Eugene Onegin

Pyotr Ilyitch Tchaikovsky
Welsh National Opera
Wales Millennium Centre, Cardiff
(2008)

Production photo

For an opera company to lose its leading man is unfortunate. For it to lose both the leading man and the chief understudy could seem carelessness, to paraphrase Oscar Wilde. That, however, was the fate which befell the WNO and its revival of Tchaikovsky's Eugene Onegin. Fortunately the ill luck ended there, thanks to the availability of the second understudy Christopher Dickson.

The production, which is a revival of a sell-out one first seen four years ago, ultimately triumphs over adversity and, along with revivals of The Magic Flute and Falstaff, the latter starring Bryn Terfel, finds the company in rude health.

As with The Magic Flute, there is much to enchant the eye, as well as the ear, designer Tobias Hoheisel making full use of the opportunities afforded by the grandeur of the setting, Imperial Russia in all its pomp and splendour. Initially the set, a large expanse of white framing what looks like a suburban English garden seems ill-thought out. In due course, however, the art of the design becomes clear, affording an austere beauty to the duel in the snow between Onegin and Lensky and a suitable chilliness to the scenes in St Petersburg.

The cramped design of Act I also bodies forth the limited lives led by the mass of those living in Russia, even those like Tatyana, born into a family removed from the peasants who at that time made up 87 per cent of the population of Russia. By Act III, Tatyana inhabits a large drawing room with windows on to the world, but still she is cribbed and confined, trapped in a loveless marriage.

The production, though, takes a little while to warm up. As well as feeling hemmed in, the dance by the returning farm labourers feels a little half-hearted and Onegin too, on first appearance, looks more like an undertaker than the subsequent ardent wooer. Events, however, again confound initial impressions as the sleek Onegin, immaculate in black from top to toe, gives way to one transformed outwardly as well as inwardly, hispid and unkempt.

Dickson rings the changes well, admirably so in the circumstances - he was due to give a recital elsewhere. But despite lending his name to the opera - actually described as seven lyric scenes by Tchaikovsky - Onegin is absent for much of the time, throwing other members of the cast into the foreground.

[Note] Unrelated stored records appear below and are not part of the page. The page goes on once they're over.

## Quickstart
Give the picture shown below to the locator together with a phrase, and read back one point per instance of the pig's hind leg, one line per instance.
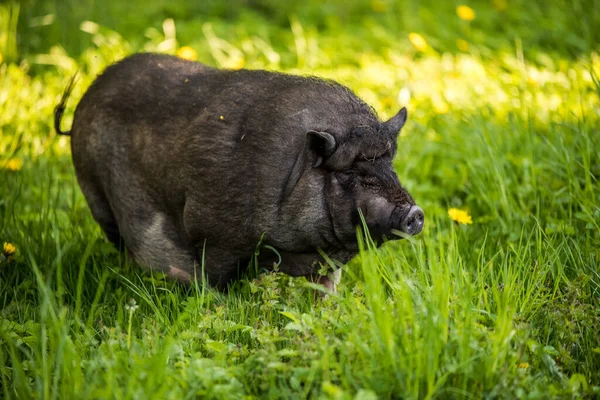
(102, 212)
(156, 244)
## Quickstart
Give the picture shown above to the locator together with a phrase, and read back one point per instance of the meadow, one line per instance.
(498, 297)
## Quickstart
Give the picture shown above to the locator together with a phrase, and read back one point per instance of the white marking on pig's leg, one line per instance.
(158, 251)
(329, 281)
(335, 277)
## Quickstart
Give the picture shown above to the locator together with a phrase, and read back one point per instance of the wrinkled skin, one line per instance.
(188, 165)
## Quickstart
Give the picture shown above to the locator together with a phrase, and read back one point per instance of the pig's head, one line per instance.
(360, 179)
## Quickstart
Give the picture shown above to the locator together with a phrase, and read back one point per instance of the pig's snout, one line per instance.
(412, 223)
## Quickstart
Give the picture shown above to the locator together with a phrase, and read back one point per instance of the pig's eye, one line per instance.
(344, 178)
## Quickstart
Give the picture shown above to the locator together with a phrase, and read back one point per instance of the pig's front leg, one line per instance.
(309, 265)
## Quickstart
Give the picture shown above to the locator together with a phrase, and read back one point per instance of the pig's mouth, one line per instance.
(410, 223)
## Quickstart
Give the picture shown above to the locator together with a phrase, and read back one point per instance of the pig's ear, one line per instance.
(322, 144)
(394, 124)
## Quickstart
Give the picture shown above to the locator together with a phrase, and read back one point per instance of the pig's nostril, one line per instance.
(413, 222)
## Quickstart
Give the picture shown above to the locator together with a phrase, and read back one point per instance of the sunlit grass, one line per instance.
(504, 306)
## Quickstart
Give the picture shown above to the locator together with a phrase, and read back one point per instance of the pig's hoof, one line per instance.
(329, 281)
(179, 275)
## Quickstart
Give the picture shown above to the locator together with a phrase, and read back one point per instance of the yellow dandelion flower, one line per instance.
(500, 5)
(378, 5)
(8, 249)
(465, 12)
(441, 107)
(14, 164)
(460, 216)
(418, 41)
(236, 63)
(187, 53)
(462, 45)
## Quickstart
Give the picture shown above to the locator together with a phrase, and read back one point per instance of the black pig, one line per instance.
(189, 165)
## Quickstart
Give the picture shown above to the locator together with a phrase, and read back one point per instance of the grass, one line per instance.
(506, 128)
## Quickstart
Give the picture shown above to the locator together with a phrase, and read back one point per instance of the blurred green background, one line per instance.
(560, 28)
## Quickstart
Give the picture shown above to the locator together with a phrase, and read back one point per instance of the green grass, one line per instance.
(507, 129)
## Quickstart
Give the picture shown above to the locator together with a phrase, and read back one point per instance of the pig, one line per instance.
(191, 167)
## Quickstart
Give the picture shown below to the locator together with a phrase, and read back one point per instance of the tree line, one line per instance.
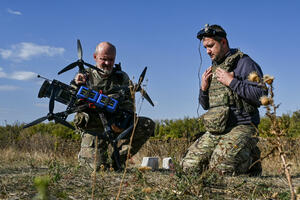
(164, 129)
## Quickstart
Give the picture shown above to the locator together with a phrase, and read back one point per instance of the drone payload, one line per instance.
(66, 94)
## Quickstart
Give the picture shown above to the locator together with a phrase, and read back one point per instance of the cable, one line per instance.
(199, 76)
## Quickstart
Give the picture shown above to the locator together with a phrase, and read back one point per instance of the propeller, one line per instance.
(141, 90)
(51, 116)
(80, 63)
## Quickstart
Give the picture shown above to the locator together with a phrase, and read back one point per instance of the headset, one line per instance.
(209, 31)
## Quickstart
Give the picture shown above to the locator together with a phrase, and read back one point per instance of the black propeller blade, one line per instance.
(146, 96)
(35, 122)
(63, 122)
(80, 63)
(52, 116)
(79, 50)
(142, 76)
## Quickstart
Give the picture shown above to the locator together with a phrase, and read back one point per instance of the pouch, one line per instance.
(215, 119)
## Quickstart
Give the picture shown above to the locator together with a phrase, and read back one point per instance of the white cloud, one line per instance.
(22, 75)
(14, 12)
(8, 87)
(18, 75)
(27, 50)
(2, 73)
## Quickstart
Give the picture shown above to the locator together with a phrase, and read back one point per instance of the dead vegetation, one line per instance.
(20, 169)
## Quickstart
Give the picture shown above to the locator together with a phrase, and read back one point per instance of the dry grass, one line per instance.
(70, 181)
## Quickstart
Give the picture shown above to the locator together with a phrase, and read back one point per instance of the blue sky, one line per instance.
(39, 37)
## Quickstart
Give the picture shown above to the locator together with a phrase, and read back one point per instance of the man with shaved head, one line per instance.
(106, 81)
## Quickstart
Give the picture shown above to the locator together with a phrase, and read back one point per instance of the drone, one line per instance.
(89, 99)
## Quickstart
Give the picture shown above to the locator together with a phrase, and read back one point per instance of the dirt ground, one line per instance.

Nuccia Focile, taking up the role previously filled by Amanda Roocroft, shines as Tatyana, convincing both as an ardent youngster and as the confident and self-possessed and dignified presence of Act III. There is fine support too from Alexandra Sherman, singing sweetly as Olga, her sister, and from Paul Charles Clarke, appealing as the unfortunate Lensky. The backing of the Orchestra of the WNO under the baton of Alexander Polianichko is assured.